Despite bipartisan efforts in Congress to rein in the operation—culminating in defunding the office in December 2024—the Biden administration rebranded and revived it under a new name, R/FIMI, and kept much of the same staff and structure in place. That effort has now been fully dismantled.

Under the new directive, all remaining staff—roughly 30 full-time employees—have been placed on leave, and their positions eliminated. The administration has also made it clear the office will not be reconstituted in any form.

Supporters of the move, including free speech advocates and civil liberties groups, say it’s a long-overdue correction to years of unchecked government overreach.

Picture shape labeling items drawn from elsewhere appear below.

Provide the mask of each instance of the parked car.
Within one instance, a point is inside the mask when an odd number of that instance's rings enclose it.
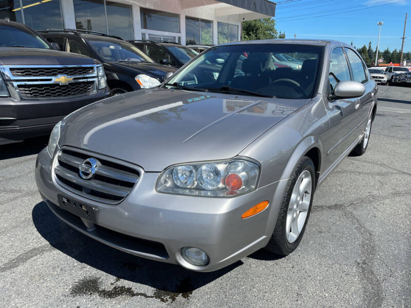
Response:
[[[128,42],[141,49],[157,63],[169,64],[176,68],[179,68],[198,54],[197,51],[177,43],[144,40]]]
[[[120,37],[81,30],[45,30],[40,31],[49,42],[65,51],[85,54],[103,63],[111,95],[158,85],[167,73],[176,69],[155,62]]]
[[[280,51],[310,59],[272,69]],[[367,150],[377,90],[349,45],[223,44],[157,87],[65,118],[36,182],[70,226],[136,256],[209,272],[264,247],[287,255],[319,185]]]
[[[0,144],[46,135],[68,114],[108,96],[101,63],[0,20]]]
[[[387,75],[383,70],[377,68],[369,68],[368,72],[369,72],[371,78],[377,84],[383,85],[387,84]]]
[[[393,78],[397,74],[409,72],[407,67],[403,66],[387,66],[385,69],[385,74],[387,75],[387,80],[389,83],[395,82]]]
[[[208,46],[207,45],[187,45],[187,47],[191,48],[198,53],[201,53],[203,51],[208,49],[211,46]]]

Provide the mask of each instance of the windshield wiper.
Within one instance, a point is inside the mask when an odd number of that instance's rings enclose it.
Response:
[[[185,86],[180,86],[177,83],[175,82],[172,84],[165,84],[163,86],[170,86],[174,87],[177,89],[180,89],[181,90],[188,90],[189,91],[198,91],[199,92],[207,92],[208,89],[204,88],[194,88],[192,87],[186,87]]]
[[[262,97],[263,98],[274,98],[275,97],[268,94],[264,94],[261,92],[257,91],[250,91],[249,90],[245,90],[244,89],[238,89],[237,88],[232,88],[229,86],[223,86],[221,88],[207,88],[207,90],[211,91],[223,91],[225,92],[237,92],[240,93],[247,93],[248,94],[251,94],[255,96]]]

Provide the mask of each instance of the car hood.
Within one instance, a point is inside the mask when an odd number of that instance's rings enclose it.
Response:
[[[122,69],[132,70],[135,71],[136,75],[146,74],[152,77],[159,78],[161,81],[164,80],[164,78],[167,73],[169,72],[174,73],[177,70],[174,67],[157,63],[109,62],[108,64]]]
[[[310,100],[142,90],[72,113],[59,143],[159,172],[175,164],[233,157]]]
[[[0,47],[0,65],[70,65],[96,64],[90,57],[41,48]]]

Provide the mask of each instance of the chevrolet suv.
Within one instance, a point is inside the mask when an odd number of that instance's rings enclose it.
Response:
[[[68,114],[108,96],[101,63],[0,20],[0,144],[47,134]]]
[[[160,84],[176,69],[158,64],[140,49],[120,37],[81,30],[40,31],[62,50],[85,54],[103,63],[107,82],[116,95]]]

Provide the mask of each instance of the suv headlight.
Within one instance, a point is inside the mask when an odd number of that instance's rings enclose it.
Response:
[[[107,86],[107,78],[102,65],[97,67],[97,75],[99,77],[99,89],[104,89]]]
[[[50,134],[50,139],[48,140],[48,144],[47,145],[47,152],[51,157],[54,156],[54,151],[57,147],[57,143],[59,142],[59,139],[60,139],[61,125],[61,121],[55,124],[55,126],[51,131],[51,133]]]
[[[150,77],[144,74],[140,74],[137,75],[135,78],[136,81],[140,85],[142,89],[148,89],[148,88],[153,88],[158,86],[161,83],[153,77]]]
[[[160,175],[160,192],[203,197],[232,197],[254,190],[260,173],[257,163],[242,159],[181,164]]]
[[[6,86],[6,83],[4,82],[2,73],[0,73],[0,98],[7,98],[9,96],[9,90],[7,90],[7,87]]]

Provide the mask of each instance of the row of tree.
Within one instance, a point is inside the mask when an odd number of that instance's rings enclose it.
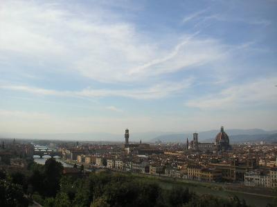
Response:
[[[199,196],[177,185],[164,189],[153,179],[131,175],[91,172],[76,179],[62,175],[62,169],[49,159],[44,166],[30,165],[29,175],[0,171],[0,206],[28,206],[26,195],[46,207],[248,206],[236,197]]]

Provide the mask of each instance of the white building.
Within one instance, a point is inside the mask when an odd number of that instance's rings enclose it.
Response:
[[[271,187],[270,175],[262,174],[259,171],[247,172],[244,174],[244,185],[251,187]]]

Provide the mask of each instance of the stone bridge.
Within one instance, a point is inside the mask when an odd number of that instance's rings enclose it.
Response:
[[[41,158],[42,158],[42,157],[44,155],[48,155],[51,157],[54,157],[55,156],[62,157],[62,152],[57,151],[56,148],[35,148],[33,155],[38,155]]]

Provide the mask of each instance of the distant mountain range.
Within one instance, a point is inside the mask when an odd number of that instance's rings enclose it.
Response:
[[[262,129],[227,129],[225,132],[229,136],[231,143],[258,142],[265,141],[267,142],[277,143],[277,130],[267,131]],[[200,142],[213,142],[215,137],[220,132],[220,130],[212,130],[198,132],[198,139]],[[193,132],[148,132],[135,133],[130,130],[130,142],[138,142],[141,139],[142,142],[182,142],[193,139]],[[39,139],[55,140],[75,140],[75,141],[118,141],[124,142],[124,130],[122,135],[116,135],[104,132],[91,133],[49,133],[49,134],[19,134],[19,133],[0,133],[1,138],[15,139]]]
[[[225,132],[229,136],[231,143],[243,143],[248,141],[277,142],[277,130],[266,131],[262,129],[229,129]],[[200,142],[213,142],[220,130],[213,130],[198,132],[198,140]],[[172,133],[158,136],[151,141],[154,142],[184,142],[186,138],[193,139],[193,132]]]

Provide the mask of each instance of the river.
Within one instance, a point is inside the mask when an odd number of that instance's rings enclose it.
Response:
[[[34,161],[36,162],[36,163],[37,163],[37,164],[39,164],[44,165],[44,164],[45,164],[45,161],[46,161],[47,160],[47,159],[48,159],[48,158],[51,158],[51,157],[50,157],[50,156],[46,155],[46,156],[44,156],[44,157],[40,158],[39,156],[36,156],[36,155],[35,155],[35,156],[34,156]],[[55,159],[55,160],[56,160],[57,161],[60,161],[60,162],[62,164],[62,166],[63,166],[64,167],[65,167],[65,168],[72,168],[72,167],[73,167],[72,165],[69,165],[69,164],[66,164],[66,163],[65,163],[64,161],[63,161],[60,157],[54,157],[54,158]]]

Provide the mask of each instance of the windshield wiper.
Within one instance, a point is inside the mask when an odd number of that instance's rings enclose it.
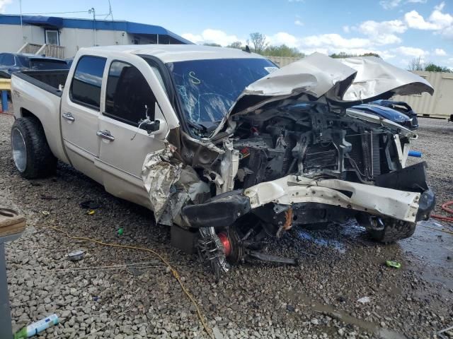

They argue that agencies like the State Department should never be in the business of labeling dissent as “disinformation” or colluding with tech platforms to suppress viewpoints.

“Washington’s disinformation warriors weren’t fighting foreign influence—they were blacklisting Americans,” said one senior official. “We’ve shut it down, and we’ve salted the earth.”

Not everyone agrees. Former State Department officials and some establishment figures have warned that eliminating the office could weaken efforts to push back against real foreign propaganda from adversaries like China, Russia, and Iran. But the administration maintains that fighting foreign influence must not come at the expense of domestic freedoms.

The office’s closure sends a clear message: government-funded censorship—no matter how it’s packaged—has no place in a free society. Under the Trump administration, the era of bureaucrats using national security as a pretext to silence Americans is over.